CARNE
por Carlos Diviesti
En la Argentina hubo una década que se dio en llamar infame porque regaló el patrimonio nacional a cambio de que el Reino Unido fuera el principal comprador de carnes del país. Entre otras cosas, ante la amenaza británica de sólo comprar carnes a sus colonias y ex colonias para favorecer el mercado de la Commonwealth, en 1933, a instancias del presidente Agustín P. Justo, se firmó un pacto entre el vicepresidente Julio Argentino Roca (hijo) y el encargado de negocios británico Walter Runciman, que le permitió a la Argentina ver desarrollar su industria a la par de recibir la primera parte de la oleada inmigratoria interna que llevó a la gente de las provincias a radicarse en la Capital. Entonces, por este pacto, la Argentina le vendió carne más barato a Inglaterra y concesionó el sistema de transporte porteño con tal de conservar su status agroganadero. Y la gente comenzó a hacinarse cerca de Buenos Aires lenta, muy lentamente, como en un parrillero monstruoso, y a dejar seca la tierra.

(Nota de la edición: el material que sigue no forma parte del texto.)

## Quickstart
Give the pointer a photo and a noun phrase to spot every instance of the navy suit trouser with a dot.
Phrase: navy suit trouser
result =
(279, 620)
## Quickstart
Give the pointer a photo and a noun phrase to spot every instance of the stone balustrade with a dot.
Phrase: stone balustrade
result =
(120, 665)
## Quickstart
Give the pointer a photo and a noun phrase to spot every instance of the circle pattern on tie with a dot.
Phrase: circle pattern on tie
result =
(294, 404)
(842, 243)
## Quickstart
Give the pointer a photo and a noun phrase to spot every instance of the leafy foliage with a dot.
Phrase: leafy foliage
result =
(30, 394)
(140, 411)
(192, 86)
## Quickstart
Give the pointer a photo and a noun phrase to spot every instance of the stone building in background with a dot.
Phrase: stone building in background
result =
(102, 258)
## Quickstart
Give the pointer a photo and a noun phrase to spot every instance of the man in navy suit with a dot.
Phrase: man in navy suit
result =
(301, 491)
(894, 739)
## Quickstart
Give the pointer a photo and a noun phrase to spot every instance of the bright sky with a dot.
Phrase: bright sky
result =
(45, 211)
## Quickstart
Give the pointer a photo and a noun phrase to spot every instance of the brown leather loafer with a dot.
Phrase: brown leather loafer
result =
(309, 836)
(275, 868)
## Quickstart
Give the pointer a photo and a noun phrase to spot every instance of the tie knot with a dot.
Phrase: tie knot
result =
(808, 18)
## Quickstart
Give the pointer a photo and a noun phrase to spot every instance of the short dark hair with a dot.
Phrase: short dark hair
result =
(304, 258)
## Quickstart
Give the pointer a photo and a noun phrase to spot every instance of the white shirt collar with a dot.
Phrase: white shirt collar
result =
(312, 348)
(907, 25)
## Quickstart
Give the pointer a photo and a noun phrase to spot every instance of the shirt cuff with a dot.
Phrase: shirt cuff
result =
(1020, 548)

Luego hubo otra década infame aún no del todo tipificada, la de los años ’90, en la que volvió a concesionarse el Estado y en la que se traficaron cuerpos que apuntalaron una ilusión de clase ejecutiva. Esa década infame dio como resultado la crisis más espantosa que vivió la Argentina, donde el tejido social del país se pudrió como un bife al sol, y donde gente como Hermógenes Saldívar debió emigrar de su sitio no para apuntarse un sueño sino para sobrevivir apenas. Hermógenes, un inapto para todo servicio por ser rengo, no le hace asco al trabajo fuerte. Su primera changa en Buenos Aires consistió en recolectar el sebo de las carnicerías, una suerte de eufemismo para decir que se encargaba de juntar la basura con las manos. Después, por su docilidad y su silencio, un patrón, don Latuada, lo pone como aprendiz en una de sus carnicerías, y enseguida, también por su silencio y docilidad, lo lleva como encargado, sin preparación previa, a una carnicería de Villa Lugano que le sacó a un paraguayo mugriento al que rajó a patadas. El progreso, según Hermógenes: de ahí a tener una casita en una villa hay un paso, y otro a sentirse dueño de su propia vida. Pero no, don Latuada quiere que Hermógenes lave, cure, maquille, deje bien puesta en el mostrador la carne podrida que le compra a los frigoríficos o a los decomisos de Bromatología por dos mangos podridos también. Y que a la Gladys, la mujer de Hermógenes, le da un asco tremendo, y que a algunas vecinas las lleva a cruzar la calle y comprar en otro lado. Pero hay que seguir el negocio, matar los bichos, tajear la grasa, hundir la hoja del cuchillo bien profundo más de una vez, como quiere el patrón, el dueño, el amo.
EL PATRÓN: RADIOGRAFÍA DE UN CRIMEN se basa en un libro del mismo título escrito a fines de los años ’80 por el criminólogo Elías Neuman, un reconocido criminólogo que bregó por la inclusión efectiva de la victimología en el Código Penal del país. Sobre dicho texto Sebastián Schindel redactó un guión que peca de didactismo en todo lo que refiere al caso judicial que deriva del asesinato que comete Hermógenes contra su patrón, pero que se transforma en un retrato despiadado, violento y de belleza salvaje cuando plantea, en tono casi documental, con imágenes de tonos cárdenos en cuadros elididos, el trabajo de Hermógenes con la carne pútrida transmitiéndole inmediatamente al espectador la sensación física de la corrupción. Es ahí cuando EL PATRÓN: RADIOGRAFÍA DE UN CRIMEN crece y se afianza en el recuerdo no como metáfora sino como alegato sin palabras. Ahí y en el trabajo minucioso de Joaquín Furriel, un trabajo que deja el cuerpo mecánico y la mirada ardiendo como la carne que se consume, como la sangre que brota.
EL PATRÓN, RADIOGRAFÍA DE UN CRIMEN (Argentina, 2014). Escrita y dirigida por Sebastián Schindel. Producida por Nicolás Battle, Alejandra Szeplaki. Fotografía: Marcelo Iaccarino. Edicion: Andrés Ciambotti, Sebastián Schindel. Intérpretes: Joaquín Furriel, Guillermo Pfenning, Luis Ziembrowski, Germán de Silva, Mónica Lairana. 98 minutos.